Aanvankelijk had ik het idee om een artikel te bespreken dat
ik via Google Scholar vond, maar ik zag op de blog dat het onderwerp reeds aan
bod was gekomen, en vooral: het betrof een onderwijstechnologische ontwikkeling
ver van huis. Daarom nam ik me voor een heel andere soort bron te raadplegen,
namelijk de krant via academic.gopress.be, en een fenomeen te zoeken dat in ons
land zelf recent een zekere media-aandacht heeft genoten.

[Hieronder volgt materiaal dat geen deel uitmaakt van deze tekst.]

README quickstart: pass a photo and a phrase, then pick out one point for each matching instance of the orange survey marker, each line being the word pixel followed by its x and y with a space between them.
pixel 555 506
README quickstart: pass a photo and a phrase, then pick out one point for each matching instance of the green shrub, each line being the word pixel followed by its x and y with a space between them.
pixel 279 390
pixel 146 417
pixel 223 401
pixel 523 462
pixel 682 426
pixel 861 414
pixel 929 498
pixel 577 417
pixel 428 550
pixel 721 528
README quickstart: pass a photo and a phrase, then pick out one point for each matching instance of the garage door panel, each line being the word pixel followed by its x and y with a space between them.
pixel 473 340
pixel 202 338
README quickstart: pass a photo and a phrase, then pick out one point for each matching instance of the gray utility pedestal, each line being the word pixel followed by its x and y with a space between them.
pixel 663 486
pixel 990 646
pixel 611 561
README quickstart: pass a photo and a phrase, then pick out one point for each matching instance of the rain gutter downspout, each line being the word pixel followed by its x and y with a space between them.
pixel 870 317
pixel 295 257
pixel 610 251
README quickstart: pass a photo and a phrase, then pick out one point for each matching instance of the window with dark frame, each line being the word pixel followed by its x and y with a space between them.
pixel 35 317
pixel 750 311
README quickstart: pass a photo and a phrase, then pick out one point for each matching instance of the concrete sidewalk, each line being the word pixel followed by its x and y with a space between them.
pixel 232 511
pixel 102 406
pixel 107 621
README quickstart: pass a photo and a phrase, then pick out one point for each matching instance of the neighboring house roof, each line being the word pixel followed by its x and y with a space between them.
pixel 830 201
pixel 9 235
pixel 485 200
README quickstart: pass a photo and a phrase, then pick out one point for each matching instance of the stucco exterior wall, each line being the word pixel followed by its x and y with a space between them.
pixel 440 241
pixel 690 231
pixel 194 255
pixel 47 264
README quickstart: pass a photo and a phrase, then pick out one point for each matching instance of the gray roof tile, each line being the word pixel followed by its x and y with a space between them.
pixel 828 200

Zo kwam ik uit bij een artikel uit De Standaard van 6
september 2013, ‘Les volgen hoeft niet
meer op school,’ dat een technologische ontwikkeling in de klassen van het
Leuvense Miniemeninstituut bespreekt, een school die met dit project gewag
maakt van ‘het nieuwe leren’. Ze introduceerde aan het begin van dit schooljaar een ICT-lokaal waarin
alles wat leerlingen normaliter te zien zouden krijgen tijdens een les, via het
computerprogramma Lynk wordt gecapteerd en zo op verplaatsing kan bekeken
worden door die leerlingen van het zesde en zevende jaar.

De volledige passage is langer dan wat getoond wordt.